At its core, consciousness derives from the Latin 'cum scientia'—knowing with oneself—implying self-awareness and separation from one's own perspective, often tied to embodiment and morality, which excludes robots for many thinkers.
René Descartes' famous 'I think, therefore I am' underscores this anthropocentric view. Philosopher André Comte-Sponville calls it 'one of the most difficult words to define,' highlighting the challenge of a self-defining consciousness.
Pioneers like Alan Turing and John von Neumann foresaw machines mimicking the brain fully, including consciousness. Philosopher Daniel Dennett from Tufts University argues a rigorously applied Turing Test—where a machine convinces a human interrogator of its awareness—proves it possible.
To assess machine consciousness, we must first understand it in humans.
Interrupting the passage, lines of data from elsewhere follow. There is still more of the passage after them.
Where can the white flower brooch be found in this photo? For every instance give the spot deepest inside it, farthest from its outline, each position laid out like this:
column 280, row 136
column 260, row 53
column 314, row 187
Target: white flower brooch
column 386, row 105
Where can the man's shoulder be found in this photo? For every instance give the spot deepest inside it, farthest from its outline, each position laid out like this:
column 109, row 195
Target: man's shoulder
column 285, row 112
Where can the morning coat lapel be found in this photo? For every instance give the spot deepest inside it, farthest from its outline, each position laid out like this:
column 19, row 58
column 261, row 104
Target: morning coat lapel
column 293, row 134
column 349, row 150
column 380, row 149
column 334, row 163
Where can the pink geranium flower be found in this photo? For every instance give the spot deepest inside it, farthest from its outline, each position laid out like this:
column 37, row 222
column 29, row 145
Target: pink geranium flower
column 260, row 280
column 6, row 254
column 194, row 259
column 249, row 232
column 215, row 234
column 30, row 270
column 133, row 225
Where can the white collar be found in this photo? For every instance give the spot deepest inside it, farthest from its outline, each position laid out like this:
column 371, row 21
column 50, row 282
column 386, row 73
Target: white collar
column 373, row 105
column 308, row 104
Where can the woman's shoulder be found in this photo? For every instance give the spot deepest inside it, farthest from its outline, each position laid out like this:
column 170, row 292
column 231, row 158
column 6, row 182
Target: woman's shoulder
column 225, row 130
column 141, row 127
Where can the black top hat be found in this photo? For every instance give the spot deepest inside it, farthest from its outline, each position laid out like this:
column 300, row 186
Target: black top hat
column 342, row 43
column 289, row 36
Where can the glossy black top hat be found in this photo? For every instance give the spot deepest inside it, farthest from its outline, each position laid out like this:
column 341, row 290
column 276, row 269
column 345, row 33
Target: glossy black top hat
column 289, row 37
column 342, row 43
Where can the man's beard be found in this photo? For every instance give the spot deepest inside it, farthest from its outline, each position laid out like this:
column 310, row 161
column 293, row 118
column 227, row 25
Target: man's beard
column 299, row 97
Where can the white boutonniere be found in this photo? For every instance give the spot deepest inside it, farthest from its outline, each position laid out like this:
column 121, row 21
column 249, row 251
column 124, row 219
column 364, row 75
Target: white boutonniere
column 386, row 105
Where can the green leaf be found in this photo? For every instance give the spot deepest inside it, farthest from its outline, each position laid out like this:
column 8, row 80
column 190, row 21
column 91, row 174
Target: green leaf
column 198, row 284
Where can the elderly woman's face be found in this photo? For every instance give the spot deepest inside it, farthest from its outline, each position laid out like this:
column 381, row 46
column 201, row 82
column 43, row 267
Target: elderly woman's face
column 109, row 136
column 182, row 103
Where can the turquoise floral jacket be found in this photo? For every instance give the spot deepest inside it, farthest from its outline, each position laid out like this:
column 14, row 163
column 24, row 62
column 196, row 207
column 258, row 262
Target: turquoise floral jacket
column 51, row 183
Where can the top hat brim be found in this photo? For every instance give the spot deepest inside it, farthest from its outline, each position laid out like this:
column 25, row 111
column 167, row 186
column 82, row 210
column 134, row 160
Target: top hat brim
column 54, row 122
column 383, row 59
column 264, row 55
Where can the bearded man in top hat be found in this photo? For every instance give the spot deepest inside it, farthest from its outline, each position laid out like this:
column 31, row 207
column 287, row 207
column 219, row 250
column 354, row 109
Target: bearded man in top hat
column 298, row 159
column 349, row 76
In a 2022 study, three neuroscientists proposed 'consciousness' covers two brain processes: C1 (global information broadcast for flexible use and reportability) and C2 (self-monitoring for subjective certainty or error).
C1 is transitive consciousness, linking a system to thought objects like 'light,' keeping info available. C2 adds metacognition—self-monitoring of processes, enabling introspection on body position, knowledge, or errors.
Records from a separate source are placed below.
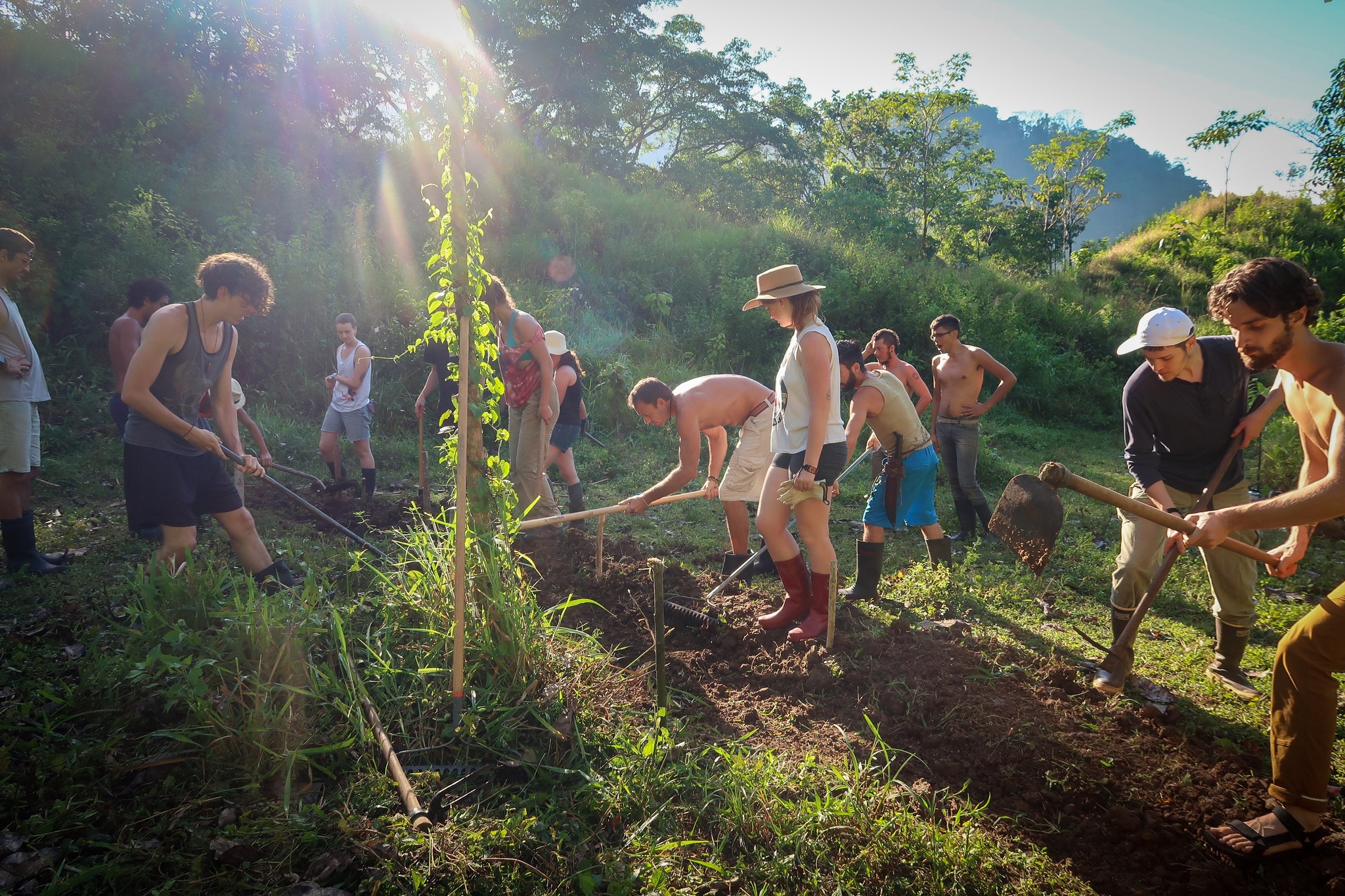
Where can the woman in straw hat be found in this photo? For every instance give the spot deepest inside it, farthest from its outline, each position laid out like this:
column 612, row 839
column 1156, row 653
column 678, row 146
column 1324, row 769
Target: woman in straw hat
column 569, row 422
column 808, row 440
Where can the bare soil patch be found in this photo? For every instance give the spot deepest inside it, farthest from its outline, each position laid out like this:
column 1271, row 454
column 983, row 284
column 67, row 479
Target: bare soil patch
column 1103, row 785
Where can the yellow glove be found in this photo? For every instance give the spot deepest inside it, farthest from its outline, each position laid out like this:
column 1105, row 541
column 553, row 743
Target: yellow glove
column 793, row 496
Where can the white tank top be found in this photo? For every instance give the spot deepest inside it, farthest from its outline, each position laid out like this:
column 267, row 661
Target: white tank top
column 347, row 370
column 790, row 425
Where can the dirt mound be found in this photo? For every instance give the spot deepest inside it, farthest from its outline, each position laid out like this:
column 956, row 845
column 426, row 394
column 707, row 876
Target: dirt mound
column 1110, row 786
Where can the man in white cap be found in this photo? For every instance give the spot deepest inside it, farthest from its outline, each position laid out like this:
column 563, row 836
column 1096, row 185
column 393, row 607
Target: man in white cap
column 1181, row 409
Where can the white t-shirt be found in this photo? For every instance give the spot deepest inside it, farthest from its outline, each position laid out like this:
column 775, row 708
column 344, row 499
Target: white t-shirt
column 790, row 425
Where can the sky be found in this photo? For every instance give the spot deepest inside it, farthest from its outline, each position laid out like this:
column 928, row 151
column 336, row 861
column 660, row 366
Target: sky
column 1174, row 64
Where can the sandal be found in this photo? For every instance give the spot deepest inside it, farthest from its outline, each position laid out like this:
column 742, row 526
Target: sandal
column 1293, row 833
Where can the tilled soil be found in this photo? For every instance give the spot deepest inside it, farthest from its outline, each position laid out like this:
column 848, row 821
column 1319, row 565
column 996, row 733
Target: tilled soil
column 1116, row 790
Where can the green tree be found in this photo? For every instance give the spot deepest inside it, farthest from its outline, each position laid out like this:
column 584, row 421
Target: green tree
column 1070, row 186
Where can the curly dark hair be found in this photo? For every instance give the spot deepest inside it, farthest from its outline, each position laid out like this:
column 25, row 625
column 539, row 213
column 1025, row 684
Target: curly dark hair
column 238, row 274
column 1273, row 286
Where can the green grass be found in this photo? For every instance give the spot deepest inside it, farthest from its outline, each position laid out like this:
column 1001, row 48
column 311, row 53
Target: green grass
column 252, row 702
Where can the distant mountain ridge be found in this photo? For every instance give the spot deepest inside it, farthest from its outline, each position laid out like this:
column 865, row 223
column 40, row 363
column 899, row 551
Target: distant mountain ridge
column 1147, row 183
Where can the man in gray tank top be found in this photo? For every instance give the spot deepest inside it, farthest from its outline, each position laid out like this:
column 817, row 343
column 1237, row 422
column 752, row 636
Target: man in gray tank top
column 171, row 463
column 22, row 389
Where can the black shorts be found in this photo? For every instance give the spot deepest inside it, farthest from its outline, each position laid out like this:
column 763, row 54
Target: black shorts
column 174, row 489
column 830, row 463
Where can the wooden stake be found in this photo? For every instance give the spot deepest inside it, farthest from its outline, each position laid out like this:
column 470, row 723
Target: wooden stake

Experiments using subliminal stimuli and neuroimaging show most brain areas activate unconsciously (C0), like invariant face recognition where prior exposure speeds processing without awareness.

A 'strong' AI—self-learning, versatile, self-evaluating—requires C1+C2. Current machine learning lacks this self-monitoring, ignoring knowledge limits or differing viewpoints. 'Despite recent successes, current machines primarily mirror unconscious (C0) human processing,' the researchers conclude.
Most experts recognize 'weak' AI today, suggesting machine consciousness differs from human forms.
Though brain and algorithms differ, neurobiology-inspired machine learning now rivals humans in tasks like translation. Could this herald consciousness?
'Artificial consciousness can advance by studying human brain architectures and transferring insights to algorithms,' note the neuroscientists—though not evoking full human-like awareness.
Examples abound: PathNet uses genetic algorithms for task-optimal neural paths, showing flexible, generalizing performance akin to primate cognition.
In 2021, Chinese researchers built an AI prosecutor, 97% accurate for eight common Shanghai crimes (though some deem it insufficient).
Recently, OpenAI's Ilya Sutskever suggested large neural networks may be 'mildly self-aware,' predicting 'astronomical societal impact' from smarter systems in 10-15 years.
Yet, powerful AI risks misuse or dominance, potentially sidelining humans as we did animals.
After 7 million years of evolution, human consciousness—with self-reflection and emotions—won't soon be replicated by algorithms. Still, an advanced, machine-specific 'consciousness' may emerge.